I should also point out that even online video is going to become at least two distinct media; for now, let's call the split "TV on the Internet," and "consumer-generated video." All the debate about how to monetize 2-minute clips of guys putting Mentos into Coke bottles, that falls under consumer-generated video, and I'm not thinking about that right now (and I'm not sure that putting home movies on the Internet turns them into viable advertising vehicles.) I'm focusing on TV on the Internet, and I'm pretty confident that the networks will figure out how best to include advertising in their video content, such that with the right metrics, monetization will follow.

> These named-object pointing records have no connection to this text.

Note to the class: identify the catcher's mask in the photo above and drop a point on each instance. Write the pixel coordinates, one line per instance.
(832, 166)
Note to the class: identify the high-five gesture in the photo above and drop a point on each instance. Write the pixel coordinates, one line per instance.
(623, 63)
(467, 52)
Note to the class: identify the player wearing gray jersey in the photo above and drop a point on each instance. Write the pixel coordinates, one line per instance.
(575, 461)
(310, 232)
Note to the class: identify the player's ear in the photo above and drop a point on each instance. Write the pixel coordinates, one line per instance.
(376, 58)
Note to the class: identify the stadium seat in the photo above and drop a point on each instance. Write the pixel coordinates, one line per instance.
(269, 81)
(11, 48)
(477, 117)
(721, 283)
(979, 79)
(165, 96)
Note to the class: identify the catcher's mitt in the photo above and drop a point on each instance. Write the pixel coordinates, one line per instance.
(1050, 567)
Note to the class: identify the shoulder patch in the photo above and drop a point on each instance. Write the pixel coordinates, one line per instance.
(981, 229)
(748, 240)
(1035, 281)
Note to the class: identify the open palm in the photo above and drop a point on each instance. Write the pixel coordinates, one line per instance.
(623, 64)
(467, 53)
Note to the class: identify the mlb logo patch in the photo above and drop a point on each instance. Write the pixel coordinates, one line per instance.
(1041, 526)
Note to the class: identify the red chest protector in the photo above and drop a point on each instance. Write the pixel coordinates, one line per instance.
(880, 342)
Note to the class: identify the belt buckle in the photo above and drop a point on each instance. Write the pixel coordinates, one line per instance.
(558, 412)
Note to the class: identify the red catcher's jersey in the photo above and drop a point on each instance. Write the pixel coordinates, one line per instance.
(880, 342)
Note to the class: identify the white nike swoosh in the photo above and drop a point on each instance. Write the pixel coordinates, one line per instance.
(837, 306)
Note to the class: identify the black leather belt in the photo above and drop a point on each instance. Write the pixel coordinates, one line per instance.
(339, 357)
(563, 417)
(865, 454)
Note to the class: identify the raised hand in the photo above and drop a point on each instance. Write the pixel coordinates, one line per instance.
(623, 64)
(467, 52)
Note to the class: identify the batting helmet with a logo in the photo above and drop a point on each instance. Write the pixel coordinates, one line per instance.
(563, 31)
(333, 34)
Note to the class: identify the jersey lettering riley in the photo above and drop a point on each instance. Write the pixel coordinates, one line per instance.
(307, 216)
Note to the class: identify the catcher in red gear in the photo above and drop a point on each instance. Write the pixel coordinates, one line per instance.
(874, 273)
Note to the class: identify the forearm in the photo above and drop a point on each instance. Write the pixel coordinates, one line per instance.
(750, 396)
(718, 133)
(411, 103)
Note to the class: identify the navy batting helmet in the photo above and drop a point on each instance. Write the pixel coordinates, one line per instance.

So what kind of metrics are necessary to support a robust marketplace for advertising in TV on the Internet? Obviously, the measurement moves away from page views and toward something more duration-oriented. I think the relevant inputs into measurement will be:

  • Start and stop times (the building blocks of duration metrics for all audio and video media).
  • Content identification, at the program level, and at the episode level within programs.
  • Program source: to whom should a stream be credited, and how should discrete streaming sources be rolled up into the appropriate ad sales entities? (At Comscore, we use something called the Client Focus Dictionary to make these aggregations for urls, pages, and Web entities.).
  • Commercial identification. I think we have two choices here. We can identify the commercials embedded within a stream discretely via some unique identifier; or, we can take second-by-second audience and cross-reference it against a log of occurrence time for ads within the video stream. If a spot airs from the 12-minute mark to 12:30 of a given episode of "Lost," we attribute the audience during that time period to the spot. This latter approach is essentially the way it works in TV, but I'm betting online we align around the first model.
  • Who's out there watching? As I've written before, measuring those people out there in front of the screen remains the true challenge for online metrics. But we'll need to do it in order to facilitate online video ad sales markets.

I suspect that, at least with respect to advertising and media, video is going to be a major game-changer for the online business in 2008. Is anyone else out there thinking about video? How do you see metrics emerging for the measurement of online video?